Here is the observed distribution when "clouds" was not missing:

league	clouds
CBLOL	0.0286465
CBLOLA	0.0296013
EBL	0.0176653
EL	0.00978754
EM	0.0331821
ESLOL	0.0171879
GL	0.0212461
GLL	0.0171879
HC	0.0164717
HM	0.0174266
LAS	0.00763905
LCK	0.0599188
LCK CL	0.0611124
LCO	0.0152781
LCS	0.0293626
LEC	0.0410599
LFL	0.026498
LFL2	0.0272141
LHE	0.0140845
LJL	0.0362855
LLA	0.0231559
LMF	0.02053
LPLOL	0.0167104
LVP DDH	0.02053
MSI	0.00763905
NACL	0.117212
NEXO	0.017904
NLC	0.0174266
PCS	0.0334209
PGN	0.0174266
PRM	0.0274529
SL	0.0479828
TCL	0.0188589
UL	0.0267367
VCS	0.0391502
VL	0.0210074

Our observed statistic was: 0.09716505750663537

Our p-value was: 0.0

Here is the empirical distribution of the test statistic:

Missingness of "clouds" does not depend on "opp_towers" We wanted to determine if "opp_towers" and "clouds" were Missing at Random or Missing Completely at Random.

Here is the observed distribution when "clouds" was missing:

opp_towers	clouds
0	0.0528504
1	0.0938242
2	0.107482
3	0.112233
4	0.0599762
5	0.0261283
6	0.0356295
7	0.054038
8	0.0908551
9	0.133017
10	0.140736
11	0.0932304

Here is the observed distribution when "clouds" was not missing:

opp_towers	clouds
0	0.0541895
1	0.0896395
2	0.113392
3	0.104321
4	0.0577704
5	0.0358081
6	0.025185
7	0.0525185
8	0.0840296
9	0.145142
10	0.127954
11	0.11005

Our observed statistic was: 0.045874161997630926

Our p-value was: 0.151

Here is the empirical distribution of the test statistic:

Hypothesis Testing

Null Hypothesis: The distribution of souls in games where the team with soul won is the same as the distribution of souls in games where the team with the soul lost.

Alternate Hypothesis: The distribution of souls in games where the team with soul won is different than the distribution of souls in games where the team with the soul lost.

Test Statistic: We will be using the Total Variation Distance (TVD).

We chose to use TVD because we are using categoricial data, more specifically whether two sample distributions came from the same distribution.

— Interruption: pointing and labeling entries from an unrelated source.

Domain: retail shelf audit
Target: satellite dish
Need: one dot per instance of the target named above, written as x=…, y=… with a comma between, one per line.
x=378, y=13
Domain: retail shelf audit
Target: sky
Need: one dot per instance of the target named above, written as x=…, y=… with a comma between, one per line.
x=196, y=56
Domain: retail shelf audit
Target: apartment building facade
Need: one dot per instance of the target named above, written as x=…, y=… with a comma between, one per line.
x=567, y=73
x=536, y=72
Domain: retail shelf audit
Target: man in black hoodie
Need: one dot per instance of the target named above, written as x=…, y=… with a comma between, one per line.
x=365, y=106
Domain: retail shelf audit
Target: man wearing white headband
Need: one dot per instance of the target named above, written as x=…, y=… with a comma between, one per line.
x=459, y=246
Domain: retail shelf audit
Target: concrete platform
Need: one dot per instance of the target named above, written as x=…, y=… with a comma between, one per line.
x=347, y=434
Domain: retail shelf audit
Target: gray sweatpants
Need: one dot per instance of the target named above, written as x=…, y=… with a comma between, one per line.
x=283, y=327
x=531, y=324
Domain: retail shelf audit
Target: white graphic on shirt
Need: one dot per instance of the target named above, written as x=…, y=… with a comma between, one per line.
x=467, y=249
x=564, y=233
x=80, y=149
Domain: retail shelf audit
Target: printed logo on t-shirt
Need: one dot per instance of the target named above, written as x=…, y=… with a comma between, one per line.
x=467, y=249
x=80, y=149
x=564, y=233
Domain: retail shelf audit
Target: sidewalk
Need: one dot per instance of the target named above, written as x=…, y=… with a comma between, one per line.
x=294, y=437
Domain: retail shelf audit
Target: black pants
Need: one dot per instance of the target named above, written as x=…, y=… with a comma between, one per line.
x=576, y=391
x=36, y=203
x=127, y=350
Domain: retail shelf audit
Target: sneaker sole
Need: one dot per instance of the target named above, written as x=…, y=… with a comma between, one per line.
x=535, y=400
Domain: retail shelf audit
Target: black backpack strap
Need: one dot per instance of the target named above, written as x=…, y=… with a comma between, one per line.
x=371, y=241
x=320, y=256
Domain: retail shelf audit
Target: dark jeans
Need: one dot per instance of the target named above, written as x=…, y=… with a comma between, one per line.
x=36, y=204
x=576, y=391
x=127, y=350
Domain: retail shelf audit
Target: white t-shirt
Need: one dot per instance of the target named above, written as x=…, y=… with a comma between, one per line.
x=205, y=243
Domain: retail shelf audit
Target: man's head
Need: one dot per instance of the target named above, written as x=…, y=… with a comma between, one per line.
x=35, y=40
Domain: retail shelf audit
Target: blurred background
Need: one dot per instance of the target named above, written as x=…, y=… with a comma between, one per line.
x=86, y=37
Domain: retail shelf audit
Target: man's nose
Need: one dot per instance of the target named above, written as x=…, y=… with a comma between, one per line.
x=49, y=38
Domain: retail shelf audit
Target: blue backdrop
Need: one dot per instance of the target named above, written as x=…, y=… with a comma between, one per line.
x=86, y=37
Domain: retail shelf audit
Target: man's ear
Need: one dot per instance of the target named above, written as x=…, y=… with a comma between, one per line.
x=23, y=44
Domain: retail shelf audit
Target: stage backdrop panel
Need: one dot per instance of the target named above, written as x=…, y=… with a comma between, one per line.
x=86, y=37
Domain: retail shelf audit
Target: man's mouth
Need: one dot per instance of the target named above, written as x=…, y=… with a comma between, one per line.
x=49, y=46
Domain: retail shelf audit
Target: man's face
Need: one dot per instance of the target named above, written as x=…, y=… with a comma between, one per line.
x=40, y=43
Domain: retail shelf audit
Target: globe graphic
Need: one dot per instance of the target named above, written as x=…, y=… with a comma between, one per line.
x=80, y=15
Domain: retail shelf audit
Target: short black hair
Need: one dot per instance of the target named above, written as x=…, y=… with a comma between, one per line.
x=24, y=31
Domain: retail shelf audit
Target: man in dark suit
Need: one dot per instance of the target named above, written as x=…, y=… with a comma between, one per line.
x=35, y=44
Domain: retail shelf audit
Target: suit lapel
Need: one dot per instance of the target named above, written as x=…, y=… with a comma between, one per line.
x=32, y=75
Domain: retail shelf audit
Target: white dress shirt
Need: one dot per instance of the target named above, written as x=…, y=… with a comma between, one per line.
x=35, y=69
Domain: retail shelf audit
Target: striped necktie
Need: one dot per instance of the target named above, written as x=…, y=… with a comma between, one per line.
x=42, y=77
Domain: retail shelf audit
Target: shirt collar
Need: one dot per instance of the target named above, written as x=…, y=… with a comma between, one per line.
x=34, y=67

Significance Level: 5% AKA 0.05

We chose this significance level because it is the standard

p-value: 0.1225

We did 10,000 simulations

Conclusion: We fail to reject the null hypothesis. Meaning we believe that the distributions are the same.

Since we failed to reject the null hypothesis this means there is little evidence that the distribution of souls in games where the team won with soul is different from the distribution of souls in games where the team won without soul. We believe this means that souls have statistically different power levels because the proportion of wins and losses seems the same.